Wednesday, September 19, 2007


Yesterday at around 9am, I heard helicopters overhead and heard a siren so I came into the main part of the house and asked Fettit what all the fuss was about. He said there was a car accident around the corner so I went back to what I was doing.

An hour later I returned to the living room and looked out the window and noticed a couple of police cars blocking the street directly in front of the house. I turned on the television to discover that a policeman had been senselessly shot three times and had been transported to the hospital.

Since then the policeman has passed away, there has been a parade of police vehicles passing by, and stopping in front of the house, and every news van in the city has camped a block away for the continual live shot.

People, complete strangers to the fallen officer, are leaving floral tributes and cards - one veteran even left his purple heart. The US flag now waves over the site, next to an Arizona State flag and the flag of the City of Phoenix.

The mourners never knew the slain officer but they crowd around and shed tears as if he was a long lost brother.
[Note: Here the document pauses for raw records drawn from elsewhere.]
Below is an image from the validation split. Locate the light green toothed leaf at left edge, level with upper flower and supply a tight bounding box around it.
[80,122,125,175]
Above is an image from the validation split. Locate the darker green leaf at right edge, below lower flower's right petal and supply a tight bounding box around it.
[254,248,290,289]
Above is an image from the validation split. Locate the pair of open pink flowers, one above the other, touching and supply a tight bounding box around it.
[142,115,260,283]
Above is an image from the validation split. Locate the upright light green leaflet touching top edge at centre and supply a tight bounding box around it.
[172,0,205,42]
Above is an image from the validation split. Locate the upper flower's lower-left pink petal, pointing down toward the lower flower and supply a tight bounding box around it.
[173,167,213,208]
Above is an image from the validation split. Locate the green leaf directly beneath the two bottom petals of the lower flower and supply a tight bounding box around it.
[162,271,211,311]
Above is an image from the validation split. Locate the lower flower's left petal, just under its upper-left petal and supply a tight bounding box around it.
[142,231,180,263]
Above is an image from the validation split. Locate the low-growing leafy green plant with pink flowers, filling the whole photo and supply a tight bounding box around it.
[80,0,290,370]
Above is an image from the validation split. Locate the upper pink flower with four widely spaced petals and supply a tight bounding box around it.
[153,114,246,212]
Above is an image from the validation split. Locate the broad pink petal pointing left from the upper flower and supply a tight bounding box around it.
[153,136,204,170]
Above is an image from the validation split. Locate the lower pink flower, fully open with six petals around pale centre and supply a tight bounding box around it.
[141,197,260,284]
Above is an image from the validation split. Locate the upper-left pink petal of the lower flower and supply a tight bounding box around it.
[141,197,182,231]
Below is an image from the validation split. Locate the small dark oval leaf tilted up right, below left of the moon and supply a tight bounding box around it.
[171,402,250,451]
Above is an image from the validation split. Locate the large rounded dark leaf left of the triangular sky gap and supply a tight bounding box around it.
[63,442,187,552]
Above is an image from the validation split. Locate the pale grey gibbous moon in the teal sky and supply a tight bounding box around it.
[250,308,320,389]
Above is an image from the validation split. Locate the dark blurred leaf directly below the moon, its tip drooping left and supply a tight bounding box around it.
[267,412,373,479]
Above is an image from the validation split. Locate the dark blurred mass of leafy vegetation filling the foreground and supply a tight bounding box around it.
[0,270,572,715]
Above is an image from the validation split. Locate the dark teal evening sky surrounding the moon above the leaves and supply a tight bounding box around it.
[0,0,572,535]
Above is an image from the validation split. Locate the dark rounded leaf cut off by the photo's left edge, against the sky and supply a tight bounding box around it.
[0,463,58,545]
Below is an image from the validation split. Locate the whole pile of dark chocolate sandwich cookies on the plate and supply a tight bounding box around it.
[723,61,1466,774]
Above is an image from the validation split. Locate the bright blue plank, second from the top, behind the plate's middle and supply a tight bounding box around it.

This reaction happens every time a policeman or fireman dies in the line of duty. Every nut job crawls out from under a rock and the media pounces on them for ratings. It always helps ratings to interview the wackos...

Some crazy-eyed loony-tune, tears streaming down her cheeks, rambling on about the bravery and heroism of a man she had never set eyes upon or heard of previously. And she is just one of dozens just like her.

As I write this I can see the glare of the bright lights from the local news stations, and the helicopters continue to circle the solemn carnival. Each will open their news with it daily, aiming for a new angle. That is, until the next grand drama presents itself.

The make-shift shrine in less than a block from my house but I would never walk over there and I don't understand the draw, or need, for people to become part of the circus surrounding the tragic event. Looking to feed off the drama of the tragedy.

Go home and be thankful it isn't your son, daughter, father, mother, etc.

Show your support in an appropriate way like lighting a candle at church, saying a prayer for his wife and two young sons or making a donation in his honor.

May he rest in peace and may God keep watch over his family! (Amen)

1 comment:

arm jerker j said...

I get so bothered when these things happen. Even though I am in the media field, I don't always agree with how crazy it can be when something like this happens. I feel that people truly care but then there are the ones just wanted to get on TV. And that just sickens me.